10/30/09

Ok.  So.  I owe you all some details about D.

The dinner and movie were okay--of course I ate too much and of course that part was awful...everything was covered in butter.  Luckily, I'm vegan (mostly), so I got away with just some veggies and a bit of rice. 

That was Saturday.

Sunday, I had a mini-breakdown of sorts.  And after I'd calmed down a bit, I got on fb and D was on and messaged me, asking how my day was.  And the thing about D is that I promised myself and him that I would be completely honest at all times.  (I tend to fake a lot and just act how everyone expects me to act--it's so much easier.)  D's thing is that he will not push me to say anything if I'm not comfortable--if he asks a question that I don't want to answer, ok, that's fine.  But if I do answer, it has to be the truth.  (I am enforcing this myself.  I promised myself, and I do my best not to break promises.)

Anyway.  He asked how my day was, and I completely just dumped everything I was feeling on him.  I was so overwhelmed...  I apologized immediately, of course, and signed off in embarrassment, sure that he would never want to associate with me again--now that I had revealed how completely messed up and crazy I am.

A few minutes later, he texts me, wanting to come over.  I say ok.  He comes over, and we end up talking until 5:30 the next morning.  And cuddling a bit.  Which was incredibly nice.  :)

I told him things that I had never ever told anyone before.  I told him my deepest darkest secrets (except the food issues.  He does not know about that.  And I hope to hell that he never asks directly, because I don't want him to know any of that).  He is so easy to talk to...

The thing is, I don't know if I can handle a relationship right now.  Neither of us are really the "friends with benefits" types, so if I decide to date him, it will probably be something more than casual.  I'm not sure I'm ready to do that.  And whatever I do, it can't last--because I will be leaving for grad school soon.  I've been clear about my doubts and uncertainties.  He is not pushing it.

Since that long talk, we've gotten dinner together once (a very casual thing, though.  Not a date), and he walked me home later and stayed until 12:30, watching YouTube videos (and cuddling a little).

Morning after that, I was slightly freaking out--I am not the sort of person who just cuddles with people!  I felt really weird about it...like we had intimate moments without actually being anything at all?  Does that make any sense?  Maybe I just wanted some clarification/validation.  I texted him and told him that I was really confused and kind of uncomfortable with him and me and us (if there even is an "us") and wanted to talk to him about it.  We are meeting Sunday to talk. 

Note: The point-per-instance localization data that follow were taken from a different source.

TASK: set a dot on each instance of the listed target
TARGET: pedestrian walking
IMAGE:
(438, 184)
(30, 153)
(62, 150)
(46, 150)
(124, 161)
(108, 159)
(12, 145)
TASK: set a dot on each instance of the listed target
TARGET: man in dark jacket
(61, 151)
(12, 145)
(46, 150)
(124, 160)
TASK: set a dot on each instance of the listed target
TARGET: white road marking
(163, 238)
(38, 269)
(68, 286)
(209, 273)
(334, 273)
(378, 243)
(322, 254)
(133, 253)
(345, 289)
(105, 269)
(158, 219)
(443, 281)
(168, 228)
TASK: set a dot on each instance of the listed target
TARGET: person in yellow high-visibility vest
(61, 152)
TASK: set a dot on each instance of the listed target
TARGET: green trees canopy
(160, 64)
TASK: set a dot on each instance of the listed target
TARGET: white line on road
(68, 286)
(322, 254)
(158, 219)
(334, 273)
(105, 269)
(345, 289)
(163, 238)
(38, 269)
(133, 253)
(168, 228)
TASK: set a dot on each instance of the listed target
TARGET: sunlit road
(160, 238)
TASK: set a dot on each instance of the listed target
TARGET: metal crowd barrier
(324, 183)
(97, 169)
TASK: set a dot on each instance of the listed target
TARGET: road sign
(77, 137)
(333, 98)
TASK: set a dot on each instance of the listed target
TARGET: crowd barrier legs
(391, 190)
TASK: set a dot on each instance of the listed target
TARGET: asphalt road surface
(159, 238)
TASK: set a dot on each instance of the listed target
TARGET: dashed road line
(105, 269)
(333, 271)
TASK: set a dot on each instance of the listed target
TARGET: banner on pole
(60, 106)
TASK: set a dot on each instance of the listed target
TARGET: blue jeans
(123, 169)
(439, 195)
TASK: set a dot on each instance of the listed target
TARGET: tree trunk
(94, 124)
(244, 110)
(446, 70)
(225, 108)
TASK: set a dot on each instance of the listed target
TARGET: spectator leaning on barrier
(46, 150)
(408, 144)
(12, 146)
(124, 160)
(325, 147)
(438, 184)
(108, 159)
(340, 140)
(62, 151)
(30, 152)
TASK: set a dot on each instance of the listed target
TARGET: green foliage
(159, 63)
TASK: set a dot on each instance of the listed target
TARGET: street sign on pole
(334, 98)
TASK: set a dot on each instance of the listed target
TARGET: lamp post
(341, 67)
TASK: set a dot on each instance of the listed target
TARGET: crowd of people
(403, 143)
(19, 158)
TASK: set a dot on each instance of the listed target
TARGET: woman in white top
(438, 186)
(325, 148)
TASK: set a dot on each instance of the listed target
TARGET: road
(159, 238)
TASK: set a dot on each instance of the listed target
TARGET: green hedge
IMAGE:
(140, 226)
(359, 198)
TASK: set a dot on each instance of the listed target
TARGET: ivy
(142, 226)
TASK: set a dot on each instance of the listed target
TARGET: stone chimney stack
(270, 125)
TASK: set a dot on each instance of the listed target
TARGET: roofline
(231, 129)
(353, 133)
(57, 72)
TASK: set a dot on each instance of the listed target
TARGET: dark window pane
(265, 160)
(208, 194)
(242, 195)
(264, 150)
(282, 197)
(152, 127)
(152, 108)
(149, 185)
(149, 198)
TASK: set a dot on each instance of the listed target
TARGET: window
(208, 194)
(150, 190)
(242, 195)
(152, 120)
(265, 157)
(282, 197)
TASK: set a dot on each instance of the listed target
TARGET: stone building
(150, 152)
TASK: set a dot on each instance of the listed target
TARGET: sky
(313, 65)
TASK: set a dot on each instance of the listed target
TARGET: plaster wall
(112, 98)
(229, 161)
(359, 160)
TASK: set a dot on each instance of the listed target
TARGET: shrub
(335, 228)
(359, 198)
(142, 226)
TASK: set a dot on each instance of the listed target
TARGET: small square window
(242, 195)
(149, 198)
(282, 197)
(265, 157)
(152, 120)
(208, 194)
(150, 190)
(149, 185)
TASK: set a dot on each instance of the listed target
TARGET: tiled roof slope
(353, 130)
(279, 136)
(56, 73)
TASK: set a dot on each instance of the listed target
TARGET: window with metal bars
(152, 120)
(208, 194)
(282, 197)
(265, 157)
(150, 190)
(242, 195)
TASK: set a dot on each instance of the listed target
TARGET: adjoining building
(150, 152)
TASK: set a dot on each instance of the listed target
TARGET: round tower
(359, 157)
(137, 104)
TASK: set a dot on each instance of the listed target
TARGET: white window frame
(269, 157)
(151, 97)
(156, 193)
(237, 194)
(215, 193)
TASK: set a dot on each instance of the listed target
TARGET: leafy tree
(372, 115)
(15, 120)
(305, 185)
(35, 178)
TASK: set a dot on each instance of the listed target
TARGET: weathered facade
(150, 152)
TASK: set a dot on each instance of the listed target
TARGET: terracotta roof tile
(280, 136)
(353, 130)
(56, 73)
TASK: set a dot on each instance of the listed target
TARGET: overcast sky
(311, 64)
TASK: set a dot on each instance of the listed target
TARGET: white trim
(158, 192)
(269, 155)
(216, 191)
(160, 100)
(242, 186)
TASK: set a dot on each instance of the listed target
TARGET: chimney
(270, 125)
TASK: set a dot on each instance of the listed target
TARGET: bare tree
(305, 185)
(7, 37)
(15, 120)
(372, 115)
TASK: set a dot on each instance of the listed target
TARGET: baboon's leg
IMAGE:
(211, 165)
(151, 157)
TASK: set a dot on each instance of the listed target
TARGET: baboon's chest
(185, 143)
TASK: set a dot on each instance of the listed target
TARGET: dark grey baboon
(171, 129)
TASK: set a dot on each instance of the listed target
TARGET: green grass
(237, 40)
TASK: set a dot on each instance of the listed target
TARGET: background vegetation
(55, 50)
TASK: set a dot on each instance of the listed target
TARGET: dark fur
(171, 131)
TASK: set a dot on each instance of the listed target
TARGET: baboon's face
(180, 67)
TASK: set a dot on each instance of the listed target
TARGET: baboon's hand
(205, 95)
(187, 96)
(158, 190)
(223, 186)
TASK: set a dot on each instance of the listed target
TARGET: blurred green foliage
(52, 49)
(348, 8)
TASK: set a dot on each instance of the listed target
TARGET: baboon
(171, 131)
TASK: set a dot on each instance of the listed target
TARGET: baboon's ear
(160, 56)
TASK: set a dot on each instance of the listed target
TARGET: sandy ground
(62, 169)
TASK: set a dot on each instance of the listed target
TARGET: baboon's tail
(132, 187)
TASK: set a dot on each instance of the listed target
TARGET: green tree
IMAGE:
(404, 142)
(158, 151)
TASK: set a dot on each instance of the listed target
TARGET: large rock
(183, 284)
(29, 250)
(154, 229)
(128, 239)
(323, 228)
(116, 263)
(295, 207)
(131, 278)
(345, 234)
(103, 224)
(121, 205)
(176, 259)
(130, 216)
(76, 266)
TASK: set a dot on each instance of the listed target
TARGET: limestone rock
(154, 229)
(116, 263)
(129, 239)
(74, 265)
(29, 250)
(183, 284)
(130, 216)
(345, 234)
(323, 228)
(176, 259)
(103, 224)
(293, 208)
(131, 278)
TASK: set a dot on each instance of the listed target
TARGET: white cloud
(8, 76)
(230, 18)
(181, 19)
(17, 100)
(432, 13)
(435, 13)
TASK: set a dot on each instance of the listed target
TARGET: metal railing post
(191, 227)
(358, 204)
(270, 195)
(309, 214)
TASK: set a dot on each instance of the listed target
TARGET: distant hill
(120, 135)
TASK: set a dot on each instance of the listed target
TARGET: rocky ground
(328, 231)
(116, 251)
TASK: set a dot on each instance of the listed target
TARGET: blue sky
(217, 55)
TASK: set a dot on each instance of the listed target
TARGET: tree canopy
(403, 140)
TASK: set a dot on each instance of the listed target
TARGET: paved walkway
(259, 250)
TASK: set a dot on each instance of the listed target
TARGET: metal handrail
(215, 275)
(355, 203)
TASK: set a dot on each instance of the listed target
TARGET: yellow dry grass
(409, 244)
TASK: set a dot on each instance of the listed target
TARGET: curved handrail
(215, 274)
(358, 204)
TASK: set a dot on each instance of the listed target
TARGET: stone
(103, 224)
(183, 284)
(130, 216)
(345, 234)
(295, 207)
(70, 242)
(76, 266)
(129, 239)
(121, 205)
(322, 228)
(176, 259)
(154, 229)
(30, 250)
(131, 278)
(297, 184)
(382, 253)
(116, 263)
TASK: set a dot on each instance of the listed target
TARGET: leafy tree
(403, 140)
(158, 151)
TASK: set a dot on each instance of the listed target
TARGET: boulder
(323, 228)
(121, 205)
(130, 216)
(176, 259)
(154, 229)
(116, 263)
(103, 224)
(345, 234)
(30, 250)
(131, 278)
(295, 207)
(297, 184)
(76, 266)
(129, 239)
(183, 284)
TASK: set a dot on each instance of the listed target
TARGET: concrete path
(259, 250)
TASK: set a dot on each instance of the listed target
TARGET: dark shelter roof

I need to decide by then what I want to do. 

I really really like D.

I am so scared.

Here is another fucked-up thing: one thought I had was that if I date D that will involve lunches, dinners, stuff like that.  The vegan thing will help a bit...but ohmygod I wish I could make myself purge.  I hate that I have even considered that aspect of dating him!  Why can't I be normal???

1 comment:

  1. awwww he sounds amazing!!
    i know you're leaving for grad school, but just be sure not to push him away because you don't want to get too attached. also if you really like him, why not throw caution to the wind and date him? he seems like he could be the kind of guy who is always there for you, no matter what. wouldn't it be nice to have someone you could always talk to? not counting us in blogger-world lol. good luck!